Sustainability on Ice: How the NHL Is Addressing Climate Concerns
As we’ve mentioned before, climate champions can often be found in unexpected places – NASCAR, for example, or rural Texas, or the National Hockey League. The NHL, with its conservative-leaning fan base, may not fit the conventional image of a green organization, but they are very serious about their efforts to reduce their carbon emissions and spread climate awareness to their fans.
As Omar Mitchell, NHL vice president for corporate social responsibility, explains here, the game of hockey is closely tied to the environment because it requires cold weather and clean, fresh water, both of which can be threatened by climate change.
The NHL’s approach follows a number of climate-messaging best practices:
Reaching an untapped audience. Too often, climate communicators preach to the choir, instead of finding ways to connect with those who might disagree. The NHL has an opportunity to reach people who may not typically hear positive messages about climate solutions.
Leading by example. The NHL has been looking at ways to lower energy consumption at their arenas through more efficient operations and equipment. By successfully reducing their environmental impact, they can inspire other organizations to do the same.

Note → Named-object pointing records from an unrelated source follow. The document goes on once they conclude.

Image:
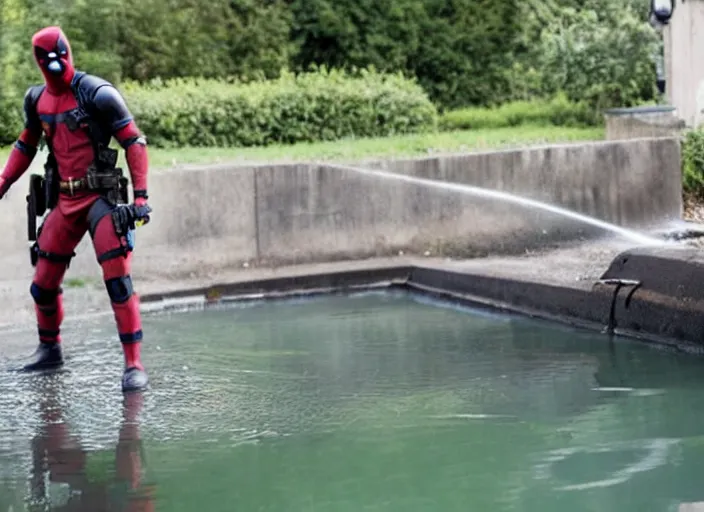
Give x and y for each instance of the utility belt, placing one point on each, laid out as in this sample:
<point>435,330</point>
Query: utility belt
<point>102,177</point>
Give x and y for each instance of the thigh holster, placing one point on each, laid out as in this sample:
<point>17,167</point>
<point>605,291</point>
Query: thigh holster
<point>100,209</point>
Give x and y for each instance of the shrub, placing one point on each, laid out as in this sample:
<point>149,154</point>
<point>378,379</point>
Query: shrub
<point>556,112</point>
<point>693,162</point>
<point>316,106</point>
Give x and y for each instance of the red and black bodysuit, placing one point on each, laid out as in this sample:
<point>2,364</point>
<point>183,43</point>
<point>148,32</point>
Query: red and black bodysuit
<point>51,110</point>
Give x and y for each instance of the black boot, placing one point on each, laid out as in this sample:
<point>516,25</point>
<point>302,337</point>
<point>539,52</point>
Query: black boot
<point>47,356</point>
<point>134,379</point>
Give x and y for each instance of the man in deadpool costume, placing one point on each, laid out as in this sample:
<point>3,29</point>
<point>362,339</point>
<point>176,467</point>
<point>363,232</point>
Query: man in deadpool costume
<point>78,114</point>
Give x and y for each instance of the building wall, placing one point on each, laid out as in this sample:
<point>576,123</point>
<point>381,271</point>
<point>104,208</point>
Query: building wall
<point>684,60</point>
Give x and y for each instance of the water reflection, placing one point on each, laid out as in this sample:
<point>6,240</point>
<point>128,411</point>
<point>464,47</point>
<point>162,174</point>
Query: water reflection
<point>65,476</point>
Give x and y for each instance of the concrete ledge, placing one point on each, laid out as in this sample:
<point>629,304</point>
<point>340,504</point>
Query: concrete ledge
<point>648,314</point>
<point>216,218</point>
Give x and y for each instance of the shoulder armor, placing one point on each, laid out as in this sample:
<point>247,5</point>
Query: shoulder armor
<point>31,97</point>
<point>85,86</point>
<point>31,116</point>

Using the power of celebrity. The NHL has a pretty large social media presence, but it’s their players who really drive engagement. Involving popular athletes who are concerned about climate issues is a great way to reach out to fans. People are also more receptive to messages from someone they know and admire.
Avoiding politics. As a sports organization, it makes sense for the NHL to promote healthy lifestyles and spending time outdoors. These messages highlight the benefits of climate solutions in a non-partisan way.
By Kevin Blackistone, contributor to The Washington Post
I was reading a random article last month about the goings-ons at the historic climate change conference in Paris when my eyes stumbled across what appeared to be a fish-out-of-water participant – the National Hockey League. The piece mentioned that an NHL vice president for corporate social responsibility, Omar Mitchell, presented on sports and sustainability. The NHL. Climate change. I had to call the league.
I found Mitchell. He explained from Foxborough, Mass., the site of the league’s New Year’s Day Winter Classic, after giving U.S. Environmental Protection Agency administrator Gina McCarthy a tour of the league’s game-day set up. The NHL and the EPA. McCarthy was invited to the game by the league after the EPA awarded the league a 2015 Green Power Leadership Award for its efforts to reduce its carbon footprint. Hockey. Really?